対話ページにはQRコードが添えられており、この論考が掲載に至るまでの執筆者と編集委員たちとの“対話”の過程を見ることができる仕掛けに。『といとうとい』という紙媒体を入り口に、両者の対話を私たちが追体験できるようになっているのです。
論文一つずつに対しての対話ページ。まさに<問い><問う><問い>を体現!
撮影:伊丹豪 写真提供:京都大学 学際融合教育研究推進センター
ここまで見てしまうと、一体どんな背景からこの学術誌が発刊に至ったのかが気になります。記者会見が開かれるというので取材してみました。
「そもそも学際研究ってなんだっけ?」という問いからスタートした
『といとうとい』と発行した京都大学 学際融合教育研究推進センターは、研究者が専門を越えて研鑽できる学問本来の土壌づくりを目的とし、学際的研究、学際的活動を企画・実施する組織です。
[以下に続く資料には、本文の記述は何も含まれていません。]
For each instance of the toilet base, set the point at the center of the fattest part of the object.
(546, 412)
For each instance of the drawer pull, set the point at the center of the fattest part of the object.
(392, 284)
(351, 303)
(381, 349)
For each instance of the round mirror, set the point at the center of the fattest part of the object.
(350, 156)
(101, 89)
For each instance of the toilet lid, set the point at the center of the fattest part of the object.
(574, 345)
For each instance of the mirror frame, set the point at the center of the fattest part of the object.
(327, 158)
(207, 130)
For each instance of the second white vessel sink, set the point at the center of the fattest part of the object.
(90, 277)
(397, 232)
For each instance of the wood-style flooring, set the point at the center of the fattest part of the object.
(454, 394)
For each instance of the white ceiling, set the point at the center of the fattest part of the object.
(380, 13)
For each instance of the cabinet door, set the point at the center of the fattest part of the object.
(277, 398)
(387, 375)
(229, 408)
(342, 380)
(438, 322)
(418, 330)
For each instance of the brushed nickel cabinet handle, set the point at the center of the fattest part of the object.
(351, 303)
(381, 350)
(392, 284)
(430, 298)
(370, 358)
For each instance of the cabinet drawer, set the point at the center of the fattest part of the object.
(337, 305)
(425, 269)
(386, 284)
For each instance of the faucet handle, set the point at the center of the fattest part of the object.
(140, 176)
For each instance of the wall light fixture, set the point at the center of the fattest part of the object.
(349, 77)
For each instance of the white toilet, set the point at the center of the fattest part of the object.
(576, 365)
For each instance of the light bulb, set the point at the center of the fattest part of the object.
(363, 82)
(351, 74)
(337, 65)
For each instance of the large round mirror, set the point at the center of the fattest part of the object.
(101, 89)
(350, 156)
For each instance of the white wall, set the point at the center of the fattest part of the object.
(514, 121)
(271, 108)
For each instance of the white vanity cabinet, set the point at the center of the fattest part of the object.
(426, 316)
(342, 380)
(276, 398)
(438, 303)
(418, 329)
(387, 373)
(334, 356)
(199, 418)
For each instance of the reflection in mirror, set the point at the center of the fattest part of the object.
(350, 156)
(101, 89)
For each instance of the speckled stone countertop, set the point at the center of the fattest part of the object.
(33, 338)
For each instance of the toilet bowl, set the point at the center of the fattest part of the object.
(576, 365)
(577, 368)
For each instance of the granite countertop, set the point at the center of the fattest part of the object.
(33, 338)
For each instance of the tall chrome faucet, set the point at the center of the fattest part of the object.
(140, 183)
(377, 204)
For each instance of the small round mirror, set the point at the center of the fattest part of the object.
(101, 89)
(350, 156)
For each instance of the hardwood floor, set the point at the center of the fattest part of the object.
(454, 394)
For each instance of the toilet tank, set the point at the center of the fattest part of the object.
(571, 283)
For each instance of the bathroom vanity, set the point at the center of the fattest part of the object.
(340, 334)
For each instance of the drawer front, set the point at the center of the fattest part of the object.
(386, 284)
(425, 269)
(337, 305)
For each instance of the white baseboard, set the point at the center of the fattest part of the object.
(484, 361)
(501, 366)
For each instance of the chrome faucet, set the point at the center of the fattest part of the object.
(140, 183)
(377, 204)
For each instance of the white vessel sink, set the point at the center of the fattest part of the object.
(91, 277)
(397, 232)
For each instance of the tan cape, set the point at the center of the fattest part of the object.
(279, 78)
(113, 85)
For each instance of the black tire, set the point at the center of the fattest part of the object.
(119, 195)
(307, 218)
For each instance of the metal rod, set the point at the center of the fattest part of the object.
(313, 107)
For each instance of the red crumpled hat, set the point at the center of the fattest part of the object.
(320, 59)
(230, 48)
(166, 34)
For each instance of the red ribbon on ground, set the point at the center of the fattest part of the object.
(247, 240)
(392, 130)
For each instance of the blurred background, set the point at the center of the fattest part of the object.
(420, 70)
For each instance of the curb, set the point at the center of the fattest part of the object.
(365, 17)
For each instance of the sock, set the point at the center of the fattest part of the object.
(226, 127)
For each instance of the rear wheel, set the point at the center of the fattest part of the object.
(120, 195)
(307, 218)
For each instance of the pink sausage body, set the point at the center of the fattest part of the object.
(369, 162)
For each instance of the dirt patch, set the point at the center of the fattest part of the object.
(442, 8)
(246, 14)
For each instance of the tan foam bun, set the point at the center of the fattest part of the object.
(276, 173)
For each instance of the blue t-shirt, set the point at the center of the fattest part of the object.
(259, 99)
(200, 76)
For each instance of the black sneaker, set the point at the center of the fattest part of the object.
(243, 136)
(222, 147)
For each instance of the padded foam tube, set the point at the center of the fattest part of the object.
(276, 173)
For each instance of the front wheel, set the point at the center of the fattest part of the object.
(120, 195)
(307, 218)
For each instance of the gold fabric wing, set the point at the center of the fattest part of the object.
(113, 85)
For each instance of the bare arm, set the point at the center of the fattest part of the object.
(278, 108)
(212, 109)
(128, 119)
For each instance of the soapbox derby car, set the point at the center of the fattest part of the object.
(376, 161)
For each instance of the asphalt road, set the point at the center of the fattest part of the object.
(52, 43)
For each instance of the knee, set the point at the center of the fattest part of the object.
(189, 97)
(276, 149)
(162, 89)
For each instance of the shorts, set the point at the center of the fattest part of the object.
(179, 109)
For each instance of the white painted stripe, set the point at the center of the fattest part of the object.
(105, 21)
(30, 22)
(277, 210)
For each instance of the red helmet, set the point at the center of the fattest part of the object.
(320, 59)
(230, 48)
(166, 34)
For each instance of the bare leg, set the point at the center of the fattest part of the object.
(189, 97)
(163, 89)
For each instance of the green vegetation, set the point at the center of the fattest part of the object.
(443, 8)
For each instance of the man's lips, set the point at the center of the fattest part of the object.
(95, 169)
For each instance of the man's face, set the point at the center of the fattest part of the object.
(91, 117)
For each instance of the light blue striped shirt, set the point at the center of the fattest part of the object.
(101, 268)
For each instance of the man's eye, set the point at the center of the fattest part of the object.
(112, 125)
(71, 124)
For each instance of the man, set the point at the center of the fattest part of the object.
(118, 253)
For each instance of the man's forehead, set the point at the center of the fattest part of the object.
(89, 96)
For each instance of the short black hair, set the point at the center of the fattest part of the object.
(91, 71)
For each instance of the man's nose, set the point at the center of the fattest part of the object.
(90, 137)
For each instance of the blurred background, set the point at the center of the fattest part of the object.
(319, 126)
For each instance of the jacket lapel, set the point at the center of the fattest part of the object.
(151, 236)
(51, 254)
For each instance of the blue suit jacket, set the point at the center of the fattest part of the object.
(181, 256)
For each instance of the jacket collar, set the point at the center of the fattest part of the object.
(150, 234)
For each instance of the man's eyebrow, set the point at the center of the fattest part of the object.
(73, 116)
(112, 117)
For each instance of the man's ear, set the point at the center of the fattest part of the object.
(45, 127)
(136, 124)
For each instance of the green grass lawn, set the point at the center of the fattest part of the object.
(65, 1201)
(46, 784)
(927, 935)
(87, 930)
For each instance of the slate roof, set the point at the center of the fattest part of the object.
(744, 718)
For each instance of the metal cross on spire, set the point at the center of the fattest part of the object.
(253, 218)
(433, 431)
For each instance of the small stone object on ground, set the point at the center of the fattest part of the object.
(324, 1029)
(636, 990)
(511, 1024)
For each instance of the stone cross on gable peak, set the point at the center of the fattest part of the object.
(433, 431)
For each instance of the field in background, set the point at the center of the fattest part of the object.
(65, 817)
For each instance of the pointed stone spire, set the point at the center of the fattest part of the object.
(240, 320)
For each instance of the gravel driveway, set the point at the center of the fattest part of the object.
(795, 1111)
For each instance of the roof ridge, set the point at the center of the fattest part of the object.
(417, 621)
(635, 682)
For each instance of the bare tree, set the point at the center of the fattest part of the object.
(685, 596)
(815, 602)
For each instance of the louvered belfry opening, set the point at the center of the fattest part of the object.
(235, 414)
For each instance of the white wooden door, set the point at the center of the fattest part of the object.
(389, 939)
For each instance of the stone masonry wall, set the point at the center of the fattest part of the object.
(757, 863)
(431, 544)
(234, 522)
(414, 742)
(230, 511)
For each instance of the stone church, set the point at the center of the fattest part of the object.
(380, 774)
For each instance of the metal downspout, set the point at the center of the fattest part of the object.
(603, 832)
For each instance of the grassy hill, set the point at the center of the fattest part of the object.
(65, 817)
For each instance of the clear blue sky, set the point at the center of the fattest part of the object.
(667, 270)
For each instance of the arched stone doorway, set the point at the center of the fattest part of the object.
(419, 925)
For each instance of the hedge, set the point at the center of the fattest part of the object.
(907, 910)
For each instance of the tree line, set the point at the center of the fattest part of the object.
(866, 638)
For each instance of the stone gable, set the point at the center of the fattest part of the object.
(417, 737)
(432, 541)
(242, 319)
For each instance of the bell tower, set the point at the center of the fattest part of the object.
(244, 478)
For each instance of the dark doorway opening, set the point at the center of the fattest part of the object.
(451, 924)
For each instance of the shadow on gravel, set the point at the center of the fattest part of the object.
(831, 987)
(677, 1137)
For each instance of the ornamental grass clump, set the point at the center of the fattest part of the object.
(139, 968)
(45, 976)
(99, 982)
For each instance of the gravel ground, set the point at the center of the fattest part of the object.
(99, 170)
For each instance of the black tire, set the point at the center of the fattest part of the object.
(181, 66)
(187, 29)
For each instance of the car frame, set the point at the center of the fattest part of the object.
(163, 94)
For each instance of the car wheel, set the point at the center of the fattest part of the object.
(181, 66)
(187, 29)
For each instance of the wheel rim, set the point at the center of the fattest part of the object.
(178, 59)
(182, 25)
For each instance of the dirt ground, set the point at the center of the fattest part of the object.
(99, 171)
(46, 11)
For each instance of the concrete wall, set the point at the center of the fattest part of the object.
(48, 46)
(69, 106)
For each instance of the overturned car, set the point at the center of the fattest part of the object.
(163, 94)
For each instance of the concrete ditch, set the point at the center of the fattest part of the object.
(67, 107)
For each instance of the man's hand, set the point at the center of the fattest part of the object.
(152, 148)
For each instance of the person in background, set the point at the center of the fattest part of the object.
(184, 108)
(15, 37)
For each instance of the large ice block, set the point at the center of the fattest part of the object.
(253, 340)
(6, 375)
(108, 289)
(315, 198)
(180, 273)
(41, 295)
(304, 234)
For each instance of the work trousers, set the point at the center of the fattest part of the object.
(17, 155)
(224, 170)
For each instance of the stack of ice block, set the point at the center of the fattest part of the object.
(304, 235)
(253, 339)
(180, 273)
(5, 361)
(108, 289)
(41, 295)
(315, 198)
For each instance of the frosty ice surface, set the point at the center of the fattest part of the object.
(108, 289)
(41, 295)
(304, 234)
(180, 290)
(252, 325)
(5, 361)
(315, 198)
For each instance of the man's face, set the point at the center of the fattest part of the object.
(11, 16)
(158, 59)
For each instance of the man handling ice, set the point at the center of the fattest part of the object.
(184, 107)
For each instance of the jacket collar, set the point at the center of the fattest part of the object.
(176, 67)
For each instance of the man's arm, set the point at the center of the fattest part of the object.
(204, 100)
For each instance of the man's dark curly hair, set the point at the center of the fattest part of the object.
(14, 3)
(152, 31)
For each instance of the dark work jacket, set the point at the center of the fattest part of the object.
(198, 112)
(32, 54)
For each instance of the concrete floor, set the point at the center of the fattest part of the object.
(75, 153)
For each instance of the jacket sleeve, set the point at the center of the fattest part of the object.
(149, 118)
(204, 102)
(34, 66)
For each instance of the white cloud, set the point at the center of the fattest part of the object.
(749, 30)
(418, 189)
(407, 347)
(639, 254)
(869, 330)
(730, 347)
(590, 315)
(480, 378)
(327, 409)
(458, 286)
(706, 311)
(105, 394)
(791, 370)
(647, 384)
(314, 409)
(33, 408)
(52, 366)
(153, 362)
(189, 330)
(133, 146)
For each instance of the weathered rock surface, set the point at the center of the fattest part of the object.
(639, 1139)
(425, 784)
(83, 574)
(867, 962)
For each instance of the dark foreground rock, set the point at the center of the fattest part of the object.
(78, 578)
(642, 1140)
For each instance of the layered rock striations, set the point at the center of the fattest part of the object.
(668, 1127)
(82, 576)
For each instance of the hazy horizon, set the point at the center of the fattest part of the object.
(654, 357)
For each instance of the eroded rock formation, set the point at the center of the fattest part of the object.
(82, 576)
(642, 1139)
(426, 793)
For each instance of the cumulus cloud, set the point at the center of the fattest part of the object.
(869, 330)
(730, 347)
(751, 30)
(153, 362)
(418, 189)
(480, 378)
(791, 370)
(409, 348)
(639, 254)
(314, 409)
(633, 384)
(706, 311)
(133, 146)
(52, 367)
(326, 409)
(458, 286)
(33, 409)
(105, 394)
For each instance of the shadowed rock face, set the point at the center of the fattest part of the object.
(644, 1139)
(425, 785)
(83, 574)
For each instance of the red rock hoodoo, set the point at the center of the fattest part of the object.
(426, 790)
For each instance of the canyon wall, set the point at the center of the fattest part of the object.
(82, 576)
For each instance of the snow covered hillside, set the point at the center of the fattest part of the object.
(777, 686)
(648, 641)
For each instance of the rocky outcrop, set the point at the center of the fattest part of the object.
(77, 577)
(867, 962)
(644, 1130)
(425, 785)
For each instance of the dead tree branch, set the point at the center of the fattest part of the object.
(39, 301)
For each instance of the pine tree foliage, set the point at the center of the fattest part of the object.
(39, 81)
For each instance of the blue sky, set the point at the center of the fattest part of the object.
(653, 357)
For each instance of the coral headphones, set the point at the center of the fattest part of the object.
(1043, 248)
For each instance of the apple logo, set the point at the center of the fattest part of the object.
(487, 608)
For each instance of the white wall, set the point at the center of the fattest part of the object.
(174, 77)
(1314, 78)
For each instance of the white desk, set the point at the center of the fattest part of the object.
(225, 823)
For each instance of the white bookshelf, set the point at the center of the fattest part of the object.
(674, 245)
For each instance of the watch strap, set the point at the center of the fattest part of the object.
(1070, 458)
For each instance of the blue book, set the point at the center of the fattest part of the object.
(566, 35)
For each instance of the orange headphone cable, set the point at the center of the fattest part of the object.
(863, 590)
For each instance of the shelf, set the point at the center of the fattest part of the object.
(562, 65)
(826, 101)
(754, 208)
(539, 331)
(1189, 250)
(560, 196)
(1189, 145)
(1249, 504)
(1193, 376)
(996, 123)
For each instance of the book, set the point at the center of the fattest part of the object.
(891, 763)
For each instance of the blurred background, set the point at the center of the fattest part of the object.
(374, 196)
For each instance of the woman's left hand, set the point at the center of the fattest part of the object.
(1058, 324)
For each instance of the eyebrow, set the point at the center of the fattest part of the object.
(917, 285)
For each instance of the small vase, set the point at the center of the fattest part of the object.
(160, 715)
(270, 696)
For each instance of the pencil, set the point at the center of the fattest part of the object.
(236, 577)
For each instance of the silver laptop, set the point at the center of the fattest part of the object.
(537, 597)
近年、異なる学問領域にまたがり総合的に広がる学際研究の重要性が語られるようになりましたが、実際には「学際研究に関心はあっても、発表する場がない」と考える研究者が多い実情があるのだと、本誌の立ち上げに深く関わる宮野公樹先生(京都大学 学際融合教育研究推進センター 准教授)は記者会見で説明します。
記者会見の様子はYouTubeでもアーカイブ配信されているので興味がある方はチェックを!
宮野先生が『といとうとい』の創刊に思い至った理由のひとつが、2020年に同センターが行った「学際研究イメージ調査」の結果です。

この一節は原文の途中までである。